A new battery should be used if you notice the old one won’t retain a charge. Batteries for 12-volt lawn mowers are available at most home improvement and auto parts stores. The neighborhood lawn mower dealer is another possible source for batteries.

Don’t forget to bring the dead batteries. You’ll probably have to pay a core fee if you don’t bring in your old battery. The typical basic charge is $20.

Mower’s Bad Boy Switched Off Its Safety Features

The Bad Boy’s operator presence system includes a seat-mounted safety switch. A seat switch is wired below the seat and activates when the operator is seated on the mower.

The lawn mower’s blades are equipped with a safety feature that prevents them from starting unless the operator is there.

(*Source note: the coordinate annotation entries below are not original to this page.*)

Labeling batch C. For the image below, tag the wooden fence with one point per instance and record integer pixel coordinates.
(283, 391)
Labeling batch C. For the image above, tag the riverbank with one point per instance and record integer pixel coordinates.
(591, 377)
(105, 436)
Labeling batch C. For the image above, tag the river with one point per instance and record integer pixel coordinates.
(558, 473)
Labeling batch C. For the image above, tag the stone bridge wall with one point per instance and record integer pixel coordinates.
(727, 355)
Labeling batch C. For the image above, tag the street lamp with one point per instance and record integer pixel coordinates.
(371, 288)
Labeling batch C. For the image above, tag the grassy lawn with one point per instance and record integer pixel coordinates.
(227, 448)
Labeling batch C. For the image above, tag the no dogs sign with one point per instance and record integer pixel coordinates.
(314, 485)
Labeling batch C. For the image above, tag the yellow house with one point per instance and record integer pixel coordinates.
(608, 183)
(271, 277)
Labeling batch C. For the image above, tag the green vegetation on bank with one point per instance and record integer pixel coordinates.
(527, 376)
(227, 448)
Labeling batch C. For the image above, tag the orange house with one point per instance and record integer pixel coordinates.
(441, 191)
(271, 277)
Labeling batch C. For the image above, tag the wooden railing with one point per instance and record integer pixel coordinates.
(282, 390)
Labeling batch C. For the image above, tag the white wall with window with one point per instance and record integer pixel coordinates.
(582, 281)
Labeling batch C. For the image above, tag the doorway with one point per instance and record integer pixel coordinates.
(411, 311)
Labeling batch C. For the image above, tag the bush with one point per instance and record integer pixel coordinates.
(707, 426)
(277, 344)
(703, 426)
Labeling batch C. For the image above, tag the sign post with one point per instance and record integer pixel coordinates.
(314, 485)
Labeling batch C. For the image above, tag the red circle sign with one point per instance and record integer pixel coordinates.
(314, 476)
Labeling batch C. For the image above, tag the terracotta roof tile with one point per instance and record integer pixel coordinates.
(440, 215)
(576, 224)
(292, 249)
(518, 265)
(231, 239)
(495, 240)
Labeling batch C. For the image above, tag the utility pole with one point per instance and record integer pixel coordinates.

The operator may not be detected if the seat switch is defective. If the seat switch fails, the safety mechanism will prevent the blades from starting.

If you suspect a faulty seat switch, you may either test it with a multimeter or temporarily disable the safety switch. For your own safety, never start a mower without first installing the safety switch.

Maintain functional safety switches at all times.

A Bad Boy Lawnmower’s Fuses Have Blown

A blown fuse might be to blame when the clutch isn’t receiving electricity from the battery. The fuse is there to keep the Bad Boy’s electricity safe.

If a fuse blows, use another of the same size to replace it. If the fuses keep blowing, you should take the mower to a Bad Boy service dealership or a lawn mower repair shop so they can figure out what’s causing the electrical failure.

Still Having Issues with That Bad Boy Zero Turn Mower of Yours?

When you’ve had a lawnmower for a while, it’s certain to develop some kind of trouble, whether it won’t start, won’t stay running, smokes, leaks gas, cuts poorly, vibrates, or something else entirely.

I’ve compiled this guide to assist you save time and money the next time your Bad Boy mower breaks down.

It is preferable to have a professional handle diagnostics and repairs on your Bad Boy lawn mower if you are uncertain how to do so properly.

You’ll save yourself from harm and the mower from further destruction by doing this. If you’re having trouble with your lawn mower, visit a dealership or repair facility near you that specializes in Bad Boy products.